We all know this, but can always use a reminder of the many benefits of regular exercise for children (with thanks to KidsHealth from Nemours, which provides more detail in an excellent patient handout available in English and Spanish:

  • Active kids will have stronger and leaner bodies, better cardiovascular markers, and improved mental health.

  • The real key for kids (unlike adults) is that much of this exercise can and should take place during the course of play—at recess, at the playground, in the backyard, at the park.

  • Electronic distractions ensure that our thumbs are exceedingly fit. The effect on our waistlines, buttocks, or triceps skin folds are more negative.
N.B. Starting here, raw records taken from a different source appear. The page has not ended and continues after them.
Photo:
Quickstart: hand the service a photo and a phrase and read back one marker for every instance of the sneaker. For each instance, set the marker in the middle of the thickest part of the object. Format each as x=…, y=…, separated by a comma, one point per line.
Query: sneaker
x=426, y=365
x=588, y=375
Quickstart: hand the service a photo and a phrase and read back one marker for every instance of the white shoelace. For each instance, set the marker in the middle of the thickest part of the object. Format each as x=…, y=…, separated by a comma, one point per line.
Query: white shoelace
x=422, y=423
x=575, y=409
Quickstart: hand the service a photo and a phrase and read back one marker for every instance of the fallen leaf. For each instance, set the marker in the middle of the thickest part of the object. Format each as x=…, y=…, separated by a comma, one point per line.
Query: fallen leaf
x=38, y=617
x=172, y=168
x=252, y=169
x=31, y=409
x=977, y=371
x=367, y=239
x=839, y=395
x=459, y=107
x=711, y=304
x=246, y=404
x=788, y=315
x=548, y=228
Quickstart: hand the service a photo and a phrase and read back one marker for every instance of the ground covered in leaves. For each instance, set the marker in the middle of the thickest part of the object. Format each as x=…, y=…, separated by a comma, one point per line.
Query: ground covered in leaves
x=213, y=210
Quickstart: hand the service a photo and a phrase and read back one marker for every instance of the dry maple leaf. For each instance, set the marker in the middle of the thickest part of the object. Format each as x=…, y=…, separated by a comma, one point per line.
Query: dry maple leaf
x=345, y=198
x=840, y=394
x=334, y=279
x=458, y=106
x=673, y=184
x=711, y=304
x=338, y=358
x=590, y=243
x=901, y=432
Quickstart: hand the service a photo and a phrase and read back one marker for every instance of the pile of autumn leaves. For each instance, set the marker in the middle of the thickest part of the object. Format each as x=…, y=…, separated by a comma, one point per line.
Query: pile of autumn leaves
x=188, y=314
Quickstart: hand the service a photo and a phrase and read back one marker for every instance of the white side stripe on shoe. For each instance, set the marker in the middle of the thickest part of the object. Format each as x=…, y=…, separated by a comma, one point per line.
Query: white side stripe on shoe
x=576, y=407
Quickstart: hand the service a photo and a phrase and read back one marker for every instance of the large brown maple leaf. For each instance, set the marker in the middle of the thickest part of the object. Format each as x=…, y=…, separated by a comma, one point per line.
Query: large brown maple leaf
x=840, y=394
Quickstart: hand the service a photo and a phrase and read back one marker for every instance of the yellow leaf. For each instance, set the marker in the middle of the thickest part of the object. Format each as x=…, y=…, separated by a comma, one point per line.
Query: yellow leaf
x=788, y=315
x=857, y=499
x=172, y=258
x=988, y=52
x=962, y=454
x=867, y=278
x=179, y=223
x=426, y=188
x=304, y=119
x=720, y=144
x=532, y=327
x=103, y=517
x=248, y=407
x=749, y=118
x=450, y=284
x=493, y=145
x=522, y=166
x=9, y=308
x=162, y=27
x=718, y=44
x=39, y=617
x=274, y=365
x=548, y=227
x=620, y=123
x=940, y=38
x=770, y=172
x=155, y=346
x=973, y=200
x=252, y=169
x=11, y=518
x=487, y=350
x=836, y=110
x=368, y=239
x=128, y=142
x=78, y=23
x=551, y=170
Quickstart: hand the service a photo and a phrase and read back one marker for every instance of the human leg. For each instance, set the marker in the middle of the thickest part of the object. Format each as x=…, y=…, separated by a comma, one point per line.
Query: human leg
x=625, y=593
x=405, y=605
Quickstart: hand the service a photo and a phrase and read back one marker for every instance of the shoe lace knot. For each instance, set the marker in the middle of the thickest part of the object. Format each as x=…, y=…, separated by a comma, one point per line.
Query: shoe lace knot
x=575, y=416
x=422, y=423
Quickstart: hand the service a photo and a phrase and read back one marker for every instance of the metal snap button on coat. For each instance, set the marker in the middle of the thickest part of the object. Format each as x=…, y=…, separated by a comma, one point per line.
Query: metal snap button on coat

Which brings me back to the whole idea of routines. As we counsel our patients and their parents, it is essential and healthy to emphasize the importance of routines. Routines offer a rhythmic pattern to the days, weeks, and seasons of our lives, as our children move from diapers to daycare to drama (looking at you, teenagers). Mealtime, sleep, and exercise routines are rewarding, as multiple studies underscore that groups of individuals who establish and stick with good habits in these areas tend to be healthier than those who do not. Routines are also sources for reflection, particularly when the season for a given routine surrenders to the season for another.

Those seemingly imperceptible folds of our days that made our feeding or bedtime routine may be part of a different season in our lives now. They are the stuff of fond memories and a nudge to find new routines, personally and professionally.

Change is good, but change is only really perceptible in the context of a routine.